Finalement, Pokémon utilise une mécanique classique : la possession d’objets virtuels pour engager ses utilisateurs. Nintendo poursuivra au maximum cette logique puisqu’il annoncera plus tard un 151ème Pokémon à collectionner (Mew), afin de créer un peu plus de buzz… Mais ce n’est que le début puisque la franchise exploitera rapidement l’amour des gamers pour les Pocket Monsters avec d’autres produits, et d’autres pokémons.

Des produits dérivés qui ont fait décoller la franchise
Des Pokémons sur un Boeing
Quand on sait que certains pokémons ont été représenté sur un Boeing, on comprend l’ampleur de la pokémania. La franchise a été progressivement exploitée à travers de nombreux produits dérivés. Ce qui est très intéressant ici dans une perspective de gamification, c’est de voir que les produits dérivés ont progressivement déplacé les frontières du jeu. Collectionner des stickers n’est pas un jeu et pourtant la dynamique reste la même : s’il faut obtenir les 150 pokémons dans le jeu, il faut aussi obtenir les 150 stickers. Les joueurs les plus radicaux considèrent que monter dans un boeing Pikachu, c’est un peu ajouter un Pikachu à sa collection de nombreux autres Pikachus.

Des Lego Pokémon
La leçon de gamification des Pokémons
L’enseignement principal de la franchise, c’est que si les joueurs sont des collectionneurs alors il y a des chances pour qu’ils soient aussi des collectionneurs dans un cadre non virtuel. Si les joueurs sont des tueurs alors il y a de fortes probabilités pour qu’ils aient besoin de reconnaissance dans un cadre extérieur au jeu. Un joueur social recherchera certainement le contact humain dans la vraie vie. L’explorateur d’un monde immense comme celui de World Of Warcraft est sûrement une personne très curieuse.

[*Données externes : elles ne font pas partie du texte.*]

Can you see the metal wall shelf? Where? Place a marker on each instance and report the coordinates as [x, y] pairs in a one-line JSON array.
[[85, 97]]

De la même manière que Nintendo a su exploiter l’amour des joueurs pour les pokémons en proposant des produits dérivés, on peut imaginer toute sorte de mécanismes pour engager un peu plus et fidéliser les consommateurs d’une marque ou les utilisateurs d’un service. Un explorateur aura besoin de nouveautés, de nouveaux contenus, de nouvelles fonctionnalités. Un tueur sera satisfait si on lui donne la possibilité d’exprimer son originalité et son talent. Un social voudra pouvoir partager ses expériences, et pourra fournir de très bons feedbacks sur un produit. Enfin un collectionneur fera preuve d’une imagination débordante pour s’approprier un peu plus votre marque.
Si tous les individus ont un profil de joueurs alors il est très intéressant de le connaître même si le produit n’est pas ludique. La gamification ne cherche pas à tout transformer en jeu. C’est aussi ce que l’analyse des joueurs nous apprend sur les consommateurs.